With Marshall Davis Jr. and 3CW (3 Controversial Women: Ayodele Casel, Robyn Watson and Sarah Savelli), Glover tore up the stage, his feet going for 32nd-note rhythms at times, but often appearing to barely move. The ensemble showed their stuff to a blazing opener from John Coltrane, “Miles Mode,” and went from there to Prince and on to Charlie Parker, Shostakovich and Miles Davis in the first act. The musicality of the group was mind-blowing, as they matched complicated jazz and orchestral runs note for note in unison.

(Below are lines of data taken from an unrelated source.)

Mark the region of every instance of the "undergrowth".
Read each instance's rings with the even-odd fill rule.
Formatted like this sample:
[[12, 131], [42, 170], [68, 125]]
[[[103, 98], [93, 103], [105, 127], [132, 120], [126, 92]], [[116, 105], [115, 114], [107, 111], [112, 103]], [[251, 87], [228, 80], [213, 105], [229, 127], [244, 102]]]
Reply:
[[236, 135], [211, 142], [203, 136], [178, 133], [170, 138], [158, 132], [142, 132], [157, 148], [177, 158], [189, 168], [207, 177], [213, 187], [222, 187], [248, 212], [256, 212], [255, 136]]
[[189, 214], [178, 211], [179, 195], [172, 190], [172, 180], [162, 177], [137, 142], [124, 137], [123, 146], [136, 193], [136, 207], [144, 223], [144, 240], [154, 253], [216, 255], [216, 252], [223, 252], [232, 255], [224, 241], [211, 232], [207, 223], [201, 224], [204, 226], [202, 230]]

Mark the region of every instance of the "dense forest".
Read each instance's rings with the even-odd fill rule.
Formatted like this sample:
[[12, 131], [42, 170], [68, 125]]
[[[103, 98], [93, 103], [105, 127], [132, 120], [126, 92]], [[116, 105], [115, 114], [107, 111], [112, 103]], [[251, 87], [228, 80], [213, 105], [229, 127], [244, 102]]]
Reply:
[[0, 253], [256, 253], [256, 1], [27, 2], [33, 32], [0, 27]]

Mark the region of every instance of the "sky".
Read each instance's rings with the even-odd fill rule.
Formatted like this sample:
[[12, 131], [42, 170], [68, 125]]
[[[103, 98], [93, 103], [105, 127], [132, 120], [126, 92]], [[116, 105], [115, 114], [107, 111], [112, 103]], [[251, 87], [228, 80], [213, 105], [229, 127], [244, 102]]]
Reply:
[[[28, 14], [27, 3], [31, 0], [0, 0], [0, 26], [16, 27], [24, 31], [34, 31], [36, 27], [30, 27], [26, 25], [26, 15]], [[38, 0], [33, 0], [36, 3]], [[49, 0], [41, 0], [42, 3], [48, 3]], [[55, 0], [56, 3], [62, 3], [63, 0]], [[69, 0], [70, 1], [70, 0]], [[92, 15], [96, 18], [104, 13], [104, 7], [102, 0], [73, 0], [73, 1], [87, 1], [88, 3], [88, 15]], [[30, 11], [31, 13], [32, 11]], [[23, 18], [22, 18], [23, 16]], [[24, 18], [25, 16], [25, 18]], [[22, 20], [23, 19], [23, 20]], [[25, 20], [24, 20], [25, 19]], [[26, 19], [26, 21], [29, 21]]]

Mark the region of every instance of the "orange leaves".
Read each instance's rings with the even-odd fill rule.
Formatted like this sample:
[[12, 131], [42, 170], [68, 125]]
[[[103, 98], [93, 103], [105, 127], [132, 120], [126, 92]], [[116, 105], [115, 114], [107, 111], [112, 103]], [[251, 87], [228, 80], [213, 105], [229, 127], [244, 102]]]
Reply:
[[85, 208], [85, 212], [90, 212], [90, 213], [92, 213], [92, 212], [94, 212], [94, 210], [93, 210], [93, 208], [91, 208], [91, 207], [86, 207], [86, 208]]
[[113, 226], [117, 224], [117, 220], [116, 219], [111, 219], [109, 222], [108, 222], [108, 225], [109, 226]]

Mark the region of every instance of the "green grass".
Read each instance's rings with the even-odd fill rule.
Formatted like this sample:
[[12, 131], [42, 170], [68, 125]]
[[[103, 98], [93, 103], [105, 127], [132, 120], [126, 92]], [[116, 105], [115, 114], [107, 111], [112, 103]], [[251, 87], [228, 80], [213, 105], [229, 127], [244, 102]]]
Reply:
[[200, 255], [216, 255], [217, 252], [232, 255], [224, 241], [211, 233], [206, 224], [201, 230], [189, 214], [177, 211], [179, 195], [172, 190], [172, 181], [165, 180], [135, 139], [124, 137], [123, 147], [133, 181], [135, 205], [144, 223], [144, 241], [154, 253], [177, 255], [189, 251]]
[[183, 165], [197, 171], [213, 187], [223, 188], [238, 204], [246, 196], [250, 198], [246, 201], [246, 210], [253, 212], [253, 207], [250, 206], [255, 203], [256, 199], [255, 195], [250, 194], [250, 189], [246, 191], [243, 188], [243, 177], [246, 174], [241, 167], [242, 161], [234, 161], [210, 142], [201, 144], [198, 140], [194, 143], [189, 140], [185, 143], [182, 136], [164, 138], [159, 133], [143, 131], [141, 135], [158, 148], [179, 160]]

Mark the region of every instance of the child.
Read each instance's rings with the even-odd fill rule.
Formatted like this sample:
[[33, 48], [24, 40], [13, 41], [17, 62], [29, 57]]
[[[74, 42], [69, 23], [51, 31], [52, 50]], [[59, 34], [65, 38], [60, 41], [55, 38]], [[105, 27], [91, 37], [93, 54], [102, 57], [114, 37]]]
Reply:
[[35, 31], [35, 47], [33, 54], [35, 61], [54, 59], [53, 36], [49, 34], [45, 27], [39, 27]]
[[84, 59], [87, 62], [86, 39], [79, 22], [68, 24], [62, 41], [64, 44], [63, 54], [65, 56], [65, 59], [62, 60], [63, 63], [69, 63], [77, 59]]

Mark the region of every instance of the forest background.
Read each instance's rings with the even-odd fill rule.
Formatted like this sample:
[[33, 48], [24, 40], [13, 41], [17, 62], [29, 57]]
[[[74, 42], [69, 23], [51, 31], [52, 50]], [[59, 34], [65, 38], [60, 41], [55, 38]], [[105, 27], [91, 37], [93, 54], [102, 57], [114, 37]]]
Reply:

One of the big highlights of the first act saw Glover and Marshall Davis in a face-off set to the “Mission Impossible” theme. Two sets of stairs were unveiled and the duo syncopated their way all over them, smiling the whole time in friendly competition. (Glover and Davis formerly worked together in Bring in ’da Noise, Bring in ’da Funk on Broadway, and the chemistry showed.) Later, in the second act, they got together again for an a cappella number, “Gregory Mode,” an homage to their mentor, Gregory Hines.

Marshall Davis and Savion Glover

The ladies were no slouches either, with feet flying up and down their own staircase to open the second act to Benny Goodman’s “Bugle Call Rag,” before being joined by the men later in the set. Glover took off on his own to the slow title number, “STePz,” set to Sammy Davis Jr. singing, what else, “Mr. Bojangles.”

When the group came out to close the show with “Stevie,” set to Stevie Wonder’s “Sir Duke,” the crowd was thrilled. Again, Glover and associates matched the horn section’s lines note for note with their feet. Pretty impressive.

That’s two performances down, 19 to go. The show runs until July 6 at The Joyce, with July 4 the only break in the action. See joyce.org and saviongloverproductions.com for more info. Tickets start at just $10.